Com a decisão, a Corte terá duas sessões separadas. A de terça-feira, a partir das 10h, trata do relatório da Polícia Federal que identificou mais de 50 mensagens enviadas pelo ex-banqueiro Daniel Vorcaro a um número de telefone que, segundo a investigação, seria utilizado por Moraes. A de 23 de setembro trata das acusações apresentadas contra Mendonça.
Moraes havia pedido a análise conjunta sob o argumento de que a separação poderia provocar um "risco concreto de decisões contraditórias e de tumulto processual". Segundo ele, a inclusão apenas do processo relacionado a si prejudicaria uma avaliação completa dos fatos pelos integrantes do tribunal.
O argumento de Fachin
O presidente do STF considerou que os procedimentos têm objetos distintos e estão em momentos processuais diferentes. A Petição 16.662, que reúne o relatório da Polícia Federal sobre as mensagens de Vorcaro, havia sido liberada para julgamento por Mendonça em 6 de setembro. Já a Petição 16.704, que trata das acusações contra Mendonça, ainda aguarda manifestações e informações pedidas pela Presidência do STF.

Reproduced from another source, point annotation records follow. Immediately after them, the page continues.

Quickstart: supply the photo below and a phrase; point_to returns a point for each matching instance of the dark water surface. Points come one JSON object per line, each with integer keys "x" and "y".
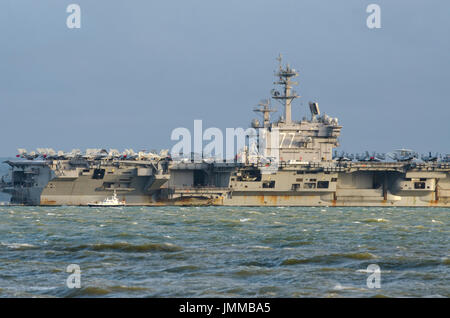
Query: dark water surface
{"x": 224, "y": 251}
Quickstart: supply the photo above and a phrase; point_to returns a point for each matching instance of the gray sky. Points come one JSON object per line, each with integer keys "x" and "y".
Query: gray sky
{"x": 138, "y": 69}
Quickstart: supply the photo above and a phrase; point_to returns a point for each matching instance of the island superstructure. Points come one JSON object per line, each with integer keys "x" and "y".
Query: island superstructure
{"x": 306, "y": 173}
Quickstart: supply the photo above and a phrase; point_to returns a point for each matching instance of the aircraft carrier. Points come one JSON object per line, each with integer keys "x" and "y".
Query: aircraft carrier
{"x": 294, "y": 165}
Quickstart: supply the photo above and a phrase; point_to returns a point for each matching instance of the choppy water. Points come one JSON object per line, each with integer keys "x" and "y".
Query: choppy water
{"x": 224, "y": 251}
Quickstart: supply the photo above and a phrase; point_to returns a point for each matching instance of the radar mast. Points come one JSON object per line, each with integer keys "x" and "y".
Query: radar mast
{"x": 285, "y": 75}
{"x": 264, "y": 108}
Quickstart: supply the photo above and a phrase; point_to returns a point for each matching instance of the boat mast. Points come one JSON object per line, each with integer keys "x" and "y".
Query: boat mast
{"x": 285, "y": 76}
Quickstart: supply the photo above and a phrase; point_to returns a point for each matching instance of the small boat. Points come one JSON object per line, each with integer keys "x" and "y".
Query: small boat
{"x": 109, "y": 202}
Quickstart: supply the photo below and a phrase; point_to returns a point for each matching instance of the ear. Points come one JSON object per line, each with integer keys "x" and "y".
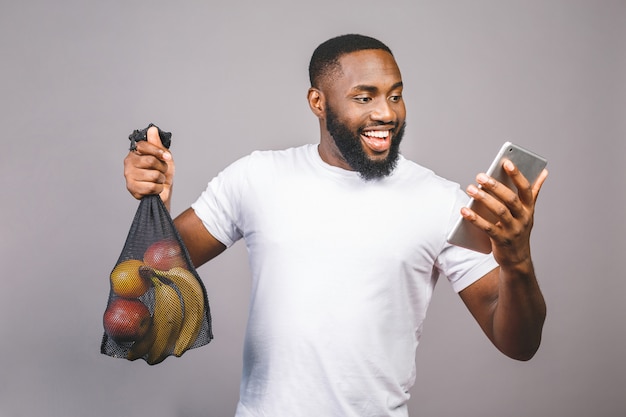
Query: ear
{"x": 316, "y": 102}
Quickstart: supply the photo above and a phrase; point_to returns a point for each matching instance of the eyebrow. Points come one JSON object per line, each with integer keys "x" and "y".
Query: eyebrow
{"x": 374, "y": 89}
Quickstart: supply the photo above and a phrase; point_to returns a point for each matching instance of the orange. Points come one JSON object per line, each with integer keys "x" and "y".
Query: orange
{"x": 126, "y": 280}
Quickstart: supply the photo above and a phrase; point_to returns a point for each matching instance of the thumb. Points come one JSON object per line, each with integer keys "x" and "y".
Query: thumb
{"x": 153, "y": 136}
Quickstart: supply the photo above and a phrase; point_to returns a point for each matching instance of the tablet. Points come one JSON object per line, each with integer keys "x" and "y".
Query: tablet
{"x": 530, "y": 164}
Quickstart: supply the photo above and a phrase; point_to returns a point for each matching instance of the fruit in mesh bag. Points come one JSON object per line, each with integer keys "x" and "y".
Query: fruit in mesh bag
{"x": 193, "y": 301}
{"x": 126, "y": 320}
{"x": 167, "y": 321}
{"x": 126, "y": 281}
{"x": 164, "y": 255}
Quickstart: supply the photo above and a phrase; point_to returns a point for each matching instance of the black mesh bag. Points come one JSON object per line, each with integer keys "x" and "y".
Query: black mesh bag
{"x": 157, "y": 305}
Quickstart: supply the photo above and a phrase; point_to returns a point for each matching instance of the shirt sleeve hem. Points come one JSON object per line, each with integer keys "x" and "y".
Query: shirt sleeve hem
{"x": 476, "y": 273}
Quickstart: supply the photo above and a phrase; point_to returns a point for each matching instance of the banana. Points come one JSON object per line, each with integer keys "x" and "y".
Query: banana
{"x": 193, "y": 300}
{"x": 141, "y": 347}
{"x": 167, "y": 321}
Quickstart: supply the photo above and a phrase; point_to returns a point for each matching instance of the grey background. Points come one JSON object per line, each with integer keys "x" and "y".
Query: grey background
{"x": 230, "y": 77}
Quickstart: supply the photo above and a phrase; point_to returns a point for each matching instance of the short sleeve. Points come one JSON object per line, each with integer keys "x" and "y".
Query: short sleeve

"A manutenção em pauta tão somente da Pet 16.662 assegura a precisa delimitação do objeto da deliberação deste tribunal", escreveu Fachin.
Fachin destacou que parte das informações solicitadas ainda deve ser apresentada. O prazo para algumas manifestações termina nesta segunda-feira, 14, véspera da sessão sobre o caso de Moraes, enquanto outros prazos se estendem além dessa data. Levar o processo contra Mendonça ao plenário na terça-feira, segundo o presidente, significaria submeter aos ministros matéria cuja instrução preliminar não foi concluída.
O que está em cada petição
A Petição 16.704 reúne questionamentos apresentados por Moraes sobre a atuação de Mendonça nas investigações envolvendo o Banco Master e o INSS. Entre os pontos levantados estão suspeitas de usurpação da direção das investigações, condução irregular de tratativas relacionadas a delação premiada, suposto direcionamento de apurações contra Moraes e possível atuação seletiva na condução dos procedimentos.
O material da Petição 16.662 foi produzido a pedido de Mendonça, no contexto das apurações sobre o Banco Master, e se tornou público. Moraes questionou a forma como os documentos foram divulgados e acusou Mendonça de ter feito uma "escolha seletiva" do material. Segundo Moraes, cerca de 180 peças e arquivos permaneceram sob sigilo, e ele pediu o levantamento integral da confidencialidade dos procedimentos.
Moraes apresentou outros dois pedidos a Fachin. Um deles foi o levantamento de "todo e qualquer sigilo, sem exceção" dos procedimentos ligados à Petição 15.556. O outro foi a intimação de todos os integrantes da magistratura citados nos procedimentos, para prestar informações e adotar medidas de defesa das prerrogativas do Judiciário.
Sobre os sigilos, Fachin informou que pedido semelhante já havia sido apresentado pelo ministro Cristiano Zanin e que as providências correspondentes foram tomadas. O pedido para ouvir os magistrados será analisado depois.
A disputa entre os dois ministros ocorre em meio às investigações da Polícia Federal sobre suspeitas de fraudes financeiras no Banco Master e possíveis ramificações políticas, uma das quais envolve o financiamento do filme Dark Horse, cinebiografia do ex-presidente Jair Bolsonaro. As informações sobre o despacho foram divulgadas pela Agência Brasil.